His marriages to lawyer Larrine Sullivan and television producer Blythe Babyak ended in divorce. In 1995, he married Kati Marton, a writer and journalist, who once said she found in Mr. Holbrooke "this great, wonderful physicality, this very tactile big-bear quality."

Besides Marton, survivors include two sons from his first marriage, David and Anthony Holbrooke; two stepchildren, Elizabeth and Chris Jennings; a brother, Andrew Holbrooke; and four grandchildren.

Mr. Holbrooke was sent to Vietnam in 1963, assigned to the lower Mekong Delta as a field officer for the U.S. Agency for International Development, a post that would later give him unique perspective on reconstruction efforts and provincial stabilization in Afghanistan.

His insights drew the attention of the U.S. Embassy in Saigon, and he was soon moved there to serve as a staff assistant to two ambassadors, Maxwell D. Taylor and Henry Cabot Lodge Jr.

In 1966, he joined the Vietnam staff in the Johnson White House, where he had a front-row seat for what came to be considered an unwise escalation of U.S. military forces based on deceptive assessments.

"Our beloved nation sent into battle soldiers without a clear determination of what they could accomplish and they misjudged the stakes. And then we couldn't get out," he said this year at a State Department conference on the American experience in Southeast Asia. ". . . We fought bravely under very difficult conditions. But success was not achievable. Those who advocated more escalation or something called 'staying the course' were advocating something that would have led only to a greater and more costly disaster afterwards."

He quickly developed a reputation for writing brash but influential memos, earning the nickname "the Bulldozer." In November 1967, Mr. Holbrooke drafted one such document, a 17-page paper for President Lyndon B. Johnson in the name of Nicholas Katzenbach, then the undersecretary of state, that argued that North Vietnam was winning the battle for public opinion in the United States.

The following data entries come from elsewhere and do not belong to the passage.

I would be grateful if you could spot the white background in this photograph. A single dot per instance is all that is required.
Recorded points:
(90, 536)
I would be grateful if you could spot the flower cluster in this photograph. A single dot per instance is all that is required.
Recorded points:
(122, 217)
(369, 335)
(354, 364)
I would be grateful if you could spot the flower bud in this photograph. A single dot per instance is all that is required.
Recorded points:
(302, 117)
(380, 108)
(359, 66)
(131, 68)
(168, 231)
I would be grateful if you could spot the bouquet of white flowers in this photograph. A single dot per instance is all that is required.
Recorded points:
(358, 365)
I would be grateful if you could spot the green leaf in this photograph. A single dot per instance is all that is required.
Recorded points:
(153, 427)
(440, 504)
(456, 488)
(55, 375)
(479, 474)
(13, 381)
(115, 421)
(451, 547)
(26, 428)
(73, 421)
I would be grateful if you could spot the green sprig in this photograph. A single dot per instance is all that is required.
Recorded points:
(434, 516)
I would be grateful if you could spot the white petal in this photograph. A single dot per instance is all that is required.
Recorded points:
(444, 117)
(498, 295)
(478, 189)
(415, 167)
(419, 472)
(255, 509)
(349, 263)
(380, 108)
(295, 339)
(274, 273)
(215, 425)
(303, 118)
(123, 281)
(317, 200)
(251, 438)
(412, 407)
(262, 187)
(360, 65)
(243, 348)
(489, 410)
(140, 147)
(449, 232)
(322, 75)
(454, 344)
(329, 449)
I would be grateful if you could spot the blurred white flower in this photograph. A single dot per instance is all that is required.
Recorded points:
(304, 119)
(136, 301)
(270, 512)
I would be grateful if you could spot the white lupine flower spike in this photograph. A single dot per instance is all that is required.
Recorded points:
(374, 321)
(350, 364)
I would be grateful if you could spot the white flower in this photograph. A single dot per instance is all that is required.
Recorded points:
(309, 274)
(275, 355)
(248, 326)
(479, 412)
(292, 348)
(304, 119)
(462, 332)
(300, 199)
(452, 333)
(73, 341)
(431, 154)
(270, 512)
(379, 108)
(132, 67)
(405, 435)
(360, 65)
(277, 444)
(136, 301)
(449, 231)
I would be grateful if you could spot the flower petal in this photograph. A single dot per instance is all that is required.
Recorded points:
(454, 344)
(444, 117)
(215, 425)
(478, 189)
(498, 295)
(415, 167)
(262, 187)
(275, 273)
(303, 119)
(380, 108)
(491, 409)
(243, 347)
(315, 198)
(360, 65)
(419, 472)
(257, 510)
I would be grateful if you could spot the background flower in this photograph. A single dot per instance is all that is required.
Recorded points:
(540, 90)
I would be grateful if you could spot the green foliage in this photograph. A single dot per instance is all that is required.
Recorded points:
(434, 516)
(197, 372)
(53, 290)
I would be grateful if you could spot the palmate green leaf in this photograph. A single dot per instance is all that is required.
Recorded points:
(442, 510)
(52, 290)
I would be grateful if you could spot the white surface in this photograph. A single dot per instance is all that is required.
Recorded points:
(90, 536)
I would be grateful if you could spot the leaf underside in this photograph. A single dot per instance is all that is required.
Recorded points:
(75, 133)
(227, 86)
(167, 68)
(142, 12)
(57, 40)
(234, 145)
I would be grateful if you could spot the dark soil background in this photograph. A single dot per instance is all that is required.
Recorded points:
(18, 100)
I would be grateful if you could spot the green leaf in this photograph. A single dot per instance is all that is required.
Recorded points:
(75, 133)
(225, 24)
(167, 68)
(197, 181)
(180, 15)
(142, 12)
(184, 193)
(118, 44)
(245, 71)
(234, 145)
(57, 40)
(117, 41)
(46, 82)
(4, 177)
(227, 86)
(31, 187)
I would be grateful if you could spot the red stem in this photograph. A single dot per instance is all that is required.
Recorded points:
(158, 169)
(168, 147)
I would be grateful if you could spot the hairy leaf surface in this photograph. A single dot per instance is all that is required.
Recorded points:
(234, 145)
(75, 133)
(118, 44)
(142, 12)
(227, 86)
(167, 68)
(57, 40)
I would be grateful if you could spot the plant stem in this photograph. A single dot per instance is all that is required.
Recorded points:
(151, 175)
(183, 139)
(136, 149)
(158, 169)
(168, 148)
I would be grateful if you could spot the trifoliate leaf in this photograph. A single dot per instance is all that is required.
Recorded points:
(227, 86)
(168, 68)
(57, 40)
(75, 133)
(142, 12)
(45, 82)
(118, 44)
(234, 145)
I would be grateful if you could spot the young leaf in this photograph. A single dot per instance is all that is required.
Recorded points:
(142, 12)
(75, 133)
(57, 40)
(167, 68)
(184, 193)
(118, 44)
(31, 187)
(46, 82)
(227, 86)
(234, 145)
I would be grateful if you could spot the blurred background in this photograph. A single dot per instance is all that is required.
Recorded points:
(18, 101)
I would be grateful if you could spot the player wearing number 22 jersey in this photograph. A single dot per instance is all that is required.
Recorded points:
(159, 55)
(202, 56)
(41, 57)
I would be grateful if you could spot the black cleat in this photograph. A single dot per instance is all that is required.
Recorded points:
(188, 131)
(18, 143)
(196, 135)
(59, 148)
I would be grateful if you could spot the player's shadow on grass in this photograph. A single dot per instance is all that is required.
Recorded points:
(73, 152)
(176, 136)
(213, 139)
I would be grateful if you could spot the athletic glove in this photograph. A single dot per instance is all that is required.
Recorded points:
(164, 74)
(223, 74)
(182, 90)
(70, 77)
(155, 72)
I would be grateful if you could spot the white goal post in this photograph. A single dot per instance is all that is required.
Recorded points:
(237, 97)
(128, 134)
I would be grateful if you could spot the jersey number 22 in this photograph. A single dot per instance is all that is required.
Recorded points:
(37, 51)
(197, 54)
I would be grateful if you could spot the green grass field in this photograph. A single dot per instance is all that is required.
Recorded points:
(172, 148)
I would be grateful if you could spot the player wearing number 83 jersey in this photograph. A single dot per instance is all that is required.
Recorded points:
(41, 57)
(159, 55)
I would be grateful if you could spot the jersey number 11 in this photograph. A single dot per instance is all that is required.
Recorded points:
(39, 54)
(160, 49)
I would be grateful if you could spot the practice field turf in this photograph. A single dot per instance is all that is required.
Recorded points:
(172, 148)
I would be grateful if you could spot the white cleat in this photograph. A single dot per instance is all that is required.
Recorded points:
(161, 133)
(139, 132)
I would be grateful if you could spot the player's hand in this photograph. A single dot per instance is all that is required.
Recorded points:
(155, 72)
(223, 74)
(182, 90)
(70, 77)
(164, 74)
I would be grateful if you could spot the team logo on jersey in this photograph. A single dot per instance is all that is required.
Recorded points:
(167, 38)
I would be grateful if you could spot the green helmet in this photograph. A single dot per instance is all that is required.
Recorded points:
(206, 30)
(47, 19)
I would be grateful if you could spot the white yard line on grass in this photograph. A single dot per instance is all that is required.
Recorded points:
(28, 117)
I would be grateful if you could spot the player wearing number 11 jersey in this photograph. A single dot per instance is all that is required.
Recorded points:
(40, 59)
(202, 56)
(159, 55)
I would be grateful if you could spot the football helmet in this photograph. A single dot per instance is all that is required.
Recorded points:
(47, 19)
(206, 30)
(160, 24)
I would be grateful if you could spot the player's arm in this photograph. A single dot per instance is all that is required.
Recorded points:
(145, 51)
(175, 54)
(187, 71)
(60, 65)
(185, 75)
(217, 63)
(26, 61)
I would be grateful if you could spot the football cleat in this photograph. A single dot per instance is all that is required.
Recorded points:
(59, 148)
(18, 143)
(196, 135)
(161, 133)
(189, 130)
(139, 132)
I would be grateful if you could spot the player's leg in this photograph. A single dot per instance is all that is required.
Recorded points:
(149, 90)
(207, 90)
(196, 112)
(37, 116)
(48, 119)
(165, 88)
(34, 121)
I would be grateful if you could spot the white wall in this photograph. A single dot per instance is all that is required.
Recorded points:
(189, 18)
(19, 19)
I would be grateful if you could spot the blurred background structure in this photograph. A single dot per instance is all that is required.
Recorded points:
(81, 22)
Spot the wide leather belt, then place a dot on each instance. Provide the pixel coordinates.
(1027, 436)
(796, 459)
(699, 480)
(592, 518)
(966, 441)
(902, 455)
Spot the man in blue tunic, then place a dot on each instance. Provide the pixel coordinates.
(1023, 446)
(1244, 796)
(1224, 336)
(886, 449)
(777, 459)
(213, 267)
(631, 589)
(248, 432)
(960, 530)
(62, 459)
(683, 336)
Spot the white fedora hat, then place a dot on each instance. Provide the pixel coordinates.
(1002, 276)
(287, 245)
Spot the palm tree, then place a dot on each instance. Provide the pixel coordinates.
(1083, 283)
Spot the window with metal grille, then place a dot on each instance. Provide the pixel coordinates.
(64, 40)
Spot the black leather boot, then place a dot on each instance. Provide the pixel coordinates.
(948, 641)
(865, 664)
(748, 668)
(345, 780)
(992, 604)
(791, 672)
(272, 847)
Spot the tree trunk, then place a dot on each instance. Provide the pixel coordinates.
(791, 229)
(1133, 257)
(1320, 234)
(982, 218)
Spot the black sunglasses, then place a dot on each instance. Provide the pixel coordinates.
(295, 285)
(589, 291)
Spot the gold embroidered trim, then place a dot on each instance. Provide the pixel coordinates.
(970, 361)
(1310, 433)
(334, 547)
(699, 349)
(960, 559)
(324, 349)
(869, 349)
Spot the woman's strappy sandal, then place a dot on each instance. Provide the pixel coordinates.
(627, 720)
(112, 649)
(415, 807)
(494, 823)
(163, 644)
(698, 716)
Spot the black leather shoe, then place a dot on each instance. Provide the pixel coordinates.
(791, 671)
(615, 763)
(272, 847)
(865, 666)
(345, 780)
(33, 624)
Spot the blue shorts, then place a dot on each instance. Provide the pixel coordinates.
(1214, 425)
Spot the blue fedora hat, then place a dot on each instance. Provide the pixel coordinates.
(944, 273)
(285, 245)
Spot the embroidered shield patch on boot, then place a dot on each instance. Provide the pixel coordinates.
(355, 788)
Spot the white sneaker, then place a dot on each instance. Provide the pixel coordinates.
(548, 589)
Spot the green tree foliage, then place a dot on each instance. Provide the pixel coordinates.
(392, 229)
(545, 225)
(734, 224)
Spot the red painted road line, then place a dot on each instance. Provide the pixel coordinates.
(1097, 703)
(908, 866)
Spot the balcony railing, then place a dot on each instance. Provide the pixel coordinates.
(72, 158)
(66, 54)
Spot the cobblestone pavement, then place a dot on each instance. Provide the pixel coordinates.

"Hanoi uses time the way the Russians used terrain before Napoleon's advance on Moscow, always retreating, losing every battle, but eventually creating conditions in which the enemy can no longer function," he wrote. "For Napoleon it was his long supply lines and the cold Russian winter; Hanoi hopes that for us it will be the mounting dissension, impatience, and frustration caused by a protracted war without fronts or other visible signs of success; a growing need to choose between guns and butter; and an increasing American repugnance at finding, for the first time, their own country cast as 'the heavy.' "

Mr. Holbrooke was a junior member of the U.S. delegation to the Paris peace talks aimed at ending the war, and he wrote a chapter of the Pentagon Papers, the government's secret history of the conflict.

By 1970, he moved on - first to the Woodrow Wilson School at Princeton University, where he was a fellow, and then to Morocco, where he served as Peace Corps country director - but the searing lessons of the war remained. "Leaving Vietnam behind did not mean getting it out of one's system," he said.

In 1972, he helped found Foreign Policy magazine and was its managing editor for almost five years. After serving as a campaign adviser to Jimmy Carter, he was appointed, at age 35, as the assistant secretary of state for East Asian and Pacific affairs.